Sembra quindi che attraverso i secoli e le religioni, in Occidente come in Oriente, le virtù della compassione, del vero amore, della testimonianza della Verità e della morte per essa siano state riconosciute come una vocazione essenzialmente femminile.

Eppure, quando un anno e mezzo fa Darya Dugina, una giovane filosofa che rappresentava al meglio l'Europa, con la sua capacità di fondere la metafisica greca e la tradizione cristiana, è stata brutalmente assassinata in un attentato terroristico, nessun prelato romano l'ha celebrata come paladina della devozione, nessuna femminista indignata ha chiesto sanzioni internazionali per il crimine, nessuna ONG l'ha candidata a un premio per i diritti umani.

Perché? È solo perché Darya era russa e orgogliosa di far parte di una nazione che ha descritto come "capace di compassione ed empatia"? È perché secondo lei, a differenza del concorrente "uomo lupo" occidentale, l'anima russa ha una morbidezza, una mancanza di rigida razionalità, che trasforma in forza, ricollegando il mondo e curandone le ferite?

No, non è così.
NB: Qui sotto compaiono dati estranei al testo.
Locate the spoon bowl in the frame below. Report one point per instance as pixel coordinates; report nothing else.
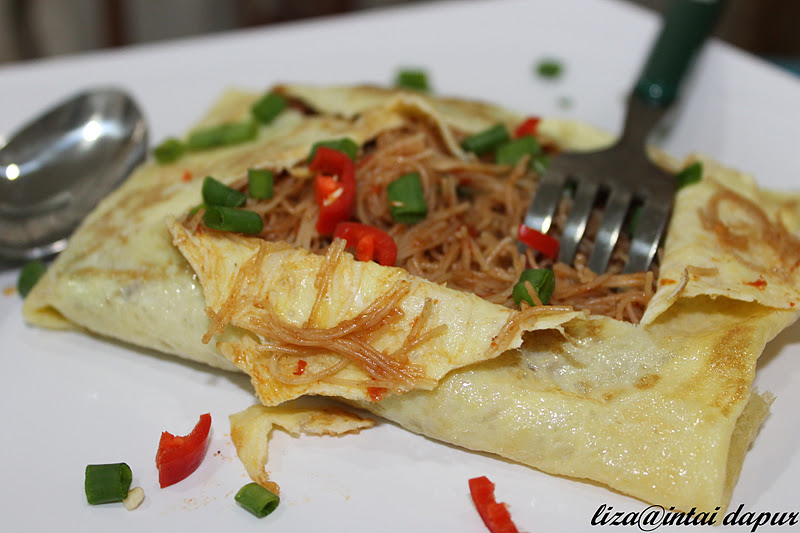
(56, 169)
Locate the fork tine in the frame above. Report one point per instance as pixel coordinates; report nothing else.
(540, 212)
(647, 235)
(614, 215)
(577, 219)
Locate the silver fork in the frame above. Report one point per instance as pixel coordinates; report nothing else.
(624, 174)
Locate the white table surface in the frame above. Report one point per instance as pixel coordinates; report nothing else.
(68, 399)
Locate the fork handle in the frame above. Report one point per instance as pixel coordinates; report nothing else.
(687, 24)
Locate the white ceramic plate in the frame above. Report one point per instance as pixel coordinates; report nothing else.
(70, 399)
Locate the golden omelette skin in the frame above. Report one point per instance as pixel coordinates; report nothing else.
(649, 410)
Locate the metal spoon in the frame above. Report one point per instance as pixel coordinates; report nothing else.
(57, 168)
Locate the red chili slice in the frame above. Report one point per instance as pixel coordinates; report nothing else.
(538, 241)
(178, 457)
(370, 243)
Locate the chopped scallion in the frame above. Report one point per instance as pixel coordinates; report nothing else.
(689, 175)
(512, 151)
(543, 282)
(168, 151)
(268, 107)
(486, 140)
(259, 183)
(345, 144)
(222, 135)
(231, 219)
(634, 219)
(407, 199)
(217, 193)
(256, 499)
(416, 79)
(30, 274)
(107, 483)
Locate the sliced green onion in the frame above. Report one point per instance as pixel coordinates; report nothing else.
(217, 193)
(345, 144)
(222, 135)
(543, 282)
(268, 107)
(634, 220)
(168, 151)
(512, 151)
(257, 499)
(231, 219)
(540, 162)
(259, 183)
(30, 274)
(193, 211)
(416, 79)
(486, 140)
(107, 483)
(407, 199)
(549, 68)
(689, 175)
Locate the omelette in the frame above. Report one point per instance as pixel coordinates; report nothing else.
(645, 386)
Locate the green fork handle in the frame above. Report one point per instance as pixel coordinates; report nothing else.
(687, 24)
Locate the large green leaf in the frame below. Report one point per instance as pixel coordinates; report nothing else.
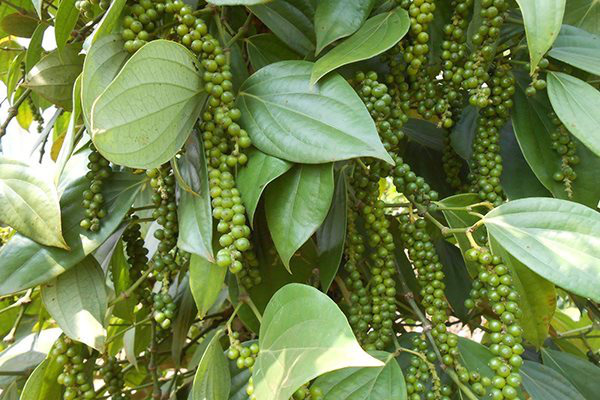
(147, 113)
(579, 48)
(25, 263)
(291, 21)
(584, 14)
(543, 19)
(261, 170)
(296, 205)
(332, 234)
(266, 48)
(378, 383)
(556, 239)
(30, 203)
(102, 63)
(206, 281)
(303, 335)
(54, 76)
(544, 383)
(41, 384)
(77, 301)
(195, 213)
(581, 373)
(17, 24)
(377, 35)
(335, 19)
(66, 19)
(533, 129)
(289, 119)
(537, 297)
(212, 379)
(575, 102)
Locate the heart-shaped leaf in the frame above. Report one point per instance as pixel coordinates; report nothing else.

Nessuno si era preso la briga di ascoltare questa straordinaria filosofa poliglotta, che era anche una donna atletica, elegante, artistica, moderna. Il desiderio di perfezione e di bellezza di Darya e la sua ansia di contemplare l'essenza assoluta della Verità erano semplicemente nascosti dietro l'aspetto di una giovane giornalista. Come tutti i suoi predecessori martiri, era un'ancilla abscondita, una devota serva di Dio protetta dietro un velo di normalità.

Fu solo quando, affrontando l'Impero del Caos, Darya alzò il suo nome Platonova come una bandiera per affermare che essere donna oggi significa scegliere tra due archetipi opposti, che finalmente il nemico si accorse di lei. Perché aveva rivelato la scelta imperativa che attende tutte le donne di oggi. Il confronto mortale e avvincente che avrebbe dovuto rimanere nascosto sotto le questioni di genere e le rimostranze femministe. O lasciarsi sedurre dal modello trionfante di Didone, la regina fenicia che invocò le forze degli inferi per maledire con un rito satanico il suo amante Enea, che non riuscì a distogliere dalla sua missione divina; o di seguire, con enorme rischio, il sacro cammino della Beatrice dantesca, l'Essere Perfetto che conduce il suo uomo oltre i livelli più alti del Paradiso fino alla contemplazione del Trono Santo.